> It would also give feedback to spammers allowing them to fine-tune their
> messages to avoid getting flagged.

What about feedback loops?  Don't those also fall into the category of
aiding the spammer?  But they are also a tool for legitimate mail server
administrators to combat spam on their network.

I like feedback loops.  The information I get back from these are immensely
helpful.  The only bone I have to pick is that too-big-to-fail email
service providers still tend to block our servers after we have received
ZERO messages back from the feedback loop.  Hard for us to know that their
users are signaling that messages from our servers are spam if we don't get
any feedback.

My approach to feedback loops is that if I receive a message from a
provider's feedback loop, then that recipient email address is immediately
blocked from receiving any mail from our server.  This may be harsh, but it
is what it is.  Whether the recipient explicitly tagged the message as spam
that triggered the FBL or if the recipient's mail server algorithm
determined the message was spam and triggered the FBL - I really don't
care.  If the recipient wants to dispute this, then they need to either
explain why they tagged the message as spam or they need to get an
explanation from their mail server's algorithm developer as to why the
message was determined to be spam - it's pretty simple to me.

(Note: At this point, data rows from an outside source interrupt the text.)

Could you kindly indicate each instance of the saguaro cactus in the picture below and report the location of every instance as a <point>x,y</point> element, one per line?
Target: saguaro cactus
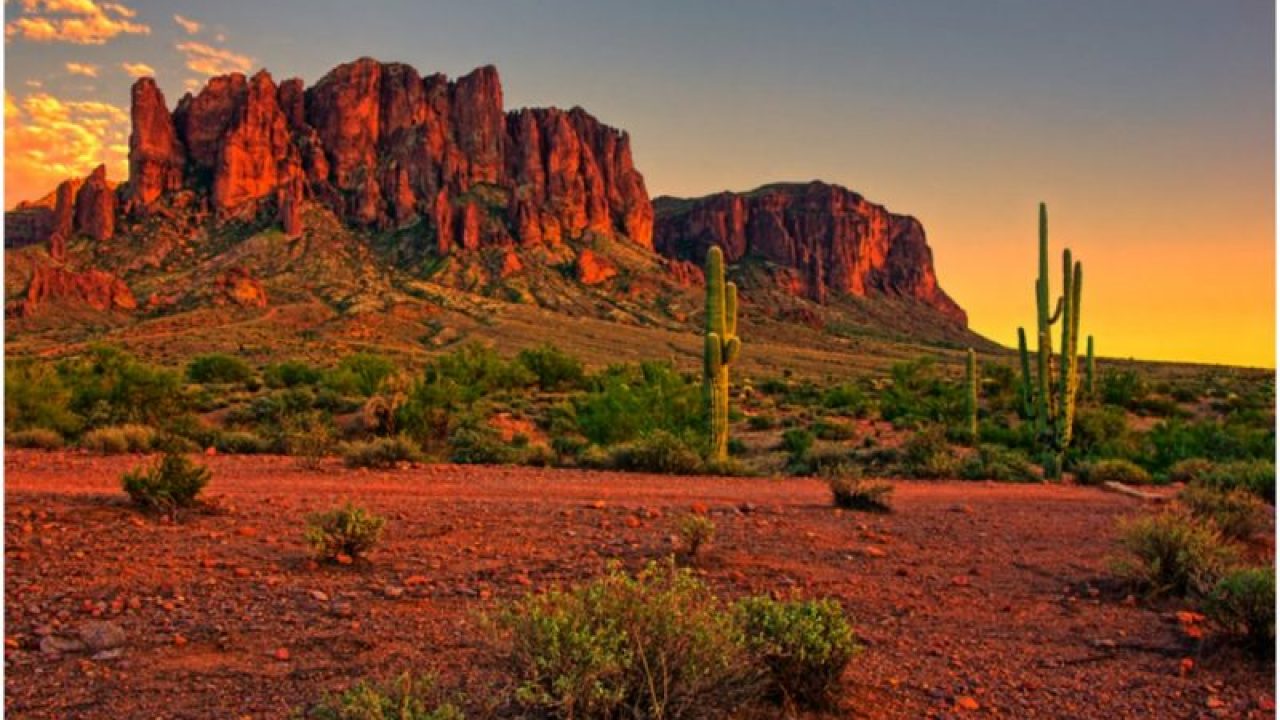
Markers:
<point>720,349</point>
<point>1051,402</point>
<point>972,396</point>
<point>1088,370</point>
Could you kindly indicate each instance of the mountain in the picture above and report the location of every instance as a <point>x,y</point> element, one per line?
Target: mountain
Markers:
<point>378,191</point>
<point>826,238</point>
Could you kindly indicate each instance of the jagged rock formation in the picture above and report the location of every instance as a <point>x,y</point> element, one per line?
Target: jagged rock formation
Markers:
<point>385,147</point>
<point>832,238</point>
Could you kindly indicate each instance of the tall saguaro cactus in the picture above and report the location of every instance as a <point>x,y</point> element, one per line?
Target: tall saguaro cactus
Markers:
<point>720,349</point>
<point>972,396</point>
<point>1048,400</point>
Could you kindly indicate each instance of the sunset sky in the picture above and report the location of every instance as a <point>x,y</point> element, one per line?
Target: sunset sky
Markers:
<point>1148,127</point>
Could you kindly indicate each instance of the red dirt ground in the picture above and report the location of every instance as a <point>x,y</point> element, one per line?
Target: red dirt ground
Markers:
<point>970,598</point>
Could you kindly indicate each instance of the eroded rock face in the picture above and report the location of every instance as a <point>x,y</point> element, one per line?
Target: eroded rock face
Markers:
<point>156,159</point>
<point>90,288</point>
<point>833,238</point>
<point>385,147</point>
<point>95,206</point>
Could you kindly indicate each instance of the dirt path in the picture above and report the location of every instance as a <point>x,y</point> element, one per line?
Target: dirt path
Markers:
<point>969,591</point>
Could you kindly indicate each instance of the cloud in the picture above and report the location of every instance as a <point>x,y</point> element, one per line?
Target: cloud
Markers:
<point>82,69</point>
<point>214,60</point>
<point>49,140</point>
<point>81,22</point>
<point>192,27</point>
<point>138,69</point>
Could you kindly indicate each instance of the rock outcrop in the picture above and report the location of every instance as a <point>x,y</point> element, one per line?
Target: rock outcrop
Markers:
<point>385,147</point>
<point>91,288</point>
<point>833,240</point>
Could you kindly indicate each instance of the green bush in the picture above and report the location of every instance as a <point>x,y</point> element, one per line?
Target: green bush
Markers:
<point>35,438</point>
<point>629,401</point>
<point>1173,554</point>
<point>556,370</point>
<point>1243,604</point>
<point>347,531</point>
<point>35,396</point>
<point>1255,475</point>
<point>291,373</point>
<point>119,440</point>
<point>928,455</point>
<point>359,374</point>
<point>657,451</point>
<point>1112,470</point>
<point>849,491</point>
<point>694,531</point>
<point>997,463</point>
<point>380,452</point>
<point>403,698</point>
<point>804,645</point>
<point>170,483</point>
<point>658,645</point>
<point>1237,513</point>
<point>218,368</point>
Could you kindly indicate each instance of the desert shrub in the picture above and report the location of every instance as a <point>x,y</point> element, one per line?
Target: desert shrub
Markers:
<point>218,368</point>
<point>848,399</point>
<point>554,369</point>
<point>658,645</point>
<point>804,646</point>
<point>348,531</point>
<point>110,387</point>
<point>1237,513</point>
<point>1112,470</point>
<point>629,401</point>
<point>402,698</point>
<point>657,451</point>
<point>242,442</point>
<point>291,373</point>
<point>35,396</point>
<point>1243,604</point>
<point>309,438</point>
<point>694,531</point>
<point>35,438</point>
<point>119,438</point>
<point>359,374</point>
<point>173,482</point>
<point>1256,475</point>
<point>927,455</point>
<point>997,463</point>
<point>850,491</point>
<point>1173,554</point>
<point>832,429</point>
<point>1191,470</point>
<point>919,393</point>
<point>476,443</point>
<point>382,452</point>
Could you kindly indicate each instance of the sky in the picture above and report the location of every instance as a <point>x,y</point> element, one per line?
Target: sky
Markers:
<point>1147,126</point>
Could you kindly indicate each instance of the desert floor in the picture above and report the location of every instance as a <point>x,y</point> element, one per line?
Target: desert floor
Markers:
<point>970,598</point>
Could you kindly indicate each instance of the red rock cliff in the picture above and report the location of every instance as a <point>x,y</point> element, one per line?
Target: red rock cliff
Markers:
<point>836,240</point>
<point>387,147</point>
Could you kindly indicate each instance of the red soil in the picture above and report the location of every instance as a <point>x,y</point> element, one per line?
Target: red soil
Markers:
<point>970,598</point>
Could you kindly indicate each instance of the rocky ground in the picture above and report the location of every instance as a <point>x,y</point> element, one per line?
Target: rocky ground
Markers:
<point>972,600</point>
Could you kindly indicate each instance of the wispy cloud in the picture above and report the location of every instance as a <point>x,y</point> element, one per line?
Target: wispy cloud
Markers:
<point>82,69</point>
<point>49,140</point>
<point>191,26</point>
<point>138,69</point>
<point>81,22</point>
<point>214,60</point>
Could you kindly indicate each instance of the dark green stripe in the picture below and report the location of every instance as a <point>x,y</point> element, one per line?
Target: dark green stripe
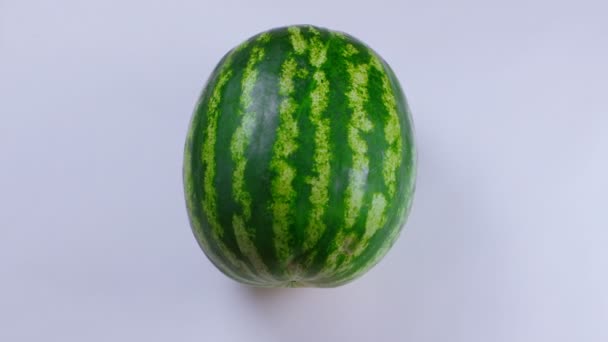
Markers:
<point>259,151</point>
<point>227,124</point>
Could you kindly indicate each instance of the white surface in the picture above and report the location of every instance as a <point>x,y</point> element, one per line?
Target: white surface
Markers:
<point>507,240</point>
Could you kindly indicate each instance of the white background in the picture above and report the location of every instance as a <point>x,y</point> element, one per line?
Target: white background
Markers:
<point>507,240</point>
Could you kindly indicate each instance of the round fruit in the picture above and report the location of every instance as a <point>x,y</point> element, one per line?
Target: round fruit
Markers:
<point>299,165</point>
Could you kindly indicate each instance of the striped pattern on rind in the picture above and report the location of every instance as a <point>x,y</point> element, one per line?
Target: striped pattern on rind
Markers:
<point>299,164</point>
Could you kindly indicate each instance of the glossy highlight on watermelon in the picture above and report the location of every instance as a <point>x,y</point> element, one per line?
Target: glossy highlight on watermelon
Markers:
<point>299,164</point>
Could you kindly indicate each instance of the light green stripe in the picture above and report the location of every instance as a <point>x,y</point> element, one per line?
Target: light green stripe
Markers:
<point>319,96</point>
<point>210,195</point>
<point>238,146</point>
<point>392,132</point>
<point>319,196</point>
<point>375,218</point>
<point>282,192</point>
<point>297,41</point>
<point>357,97</point>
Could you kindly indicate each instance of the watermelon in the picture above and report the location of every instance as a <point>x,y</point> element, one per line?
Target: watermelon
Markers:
<point>299,164</point>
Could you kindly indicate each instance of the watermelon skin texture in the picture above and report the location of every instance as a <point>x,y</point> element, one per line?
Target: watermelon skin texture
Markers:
<point>299,164</point>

I do agree that a lot of the messages I get back from the feedback loops -
they're not obvious spam.  I don't know if the recipient signed up to
receive mail from a user on our server and then decided they no longer
wanted to receive the message so they flagged it as spam.  Or if the
algorithm just decided that after 5 years of receiving similar message THIS
particular message is spam.  Either way, I don't care, that recipient gets
blocked from receiving any mail from our server.  I don't have the time or
the fortitude to coddle every recipient and every sender with "are you sure
you meant to tag this message as spam?" - they're never going to respond to
such messages, I block them and if that pisses them off... well it pisses
me off every time I have to deal with an overzealous too-big-to-fail email
service provider blocking our servers for no apparent reason.

As far as I know, Google does not have an FBL service, so there's no way to
get this level of information from Google.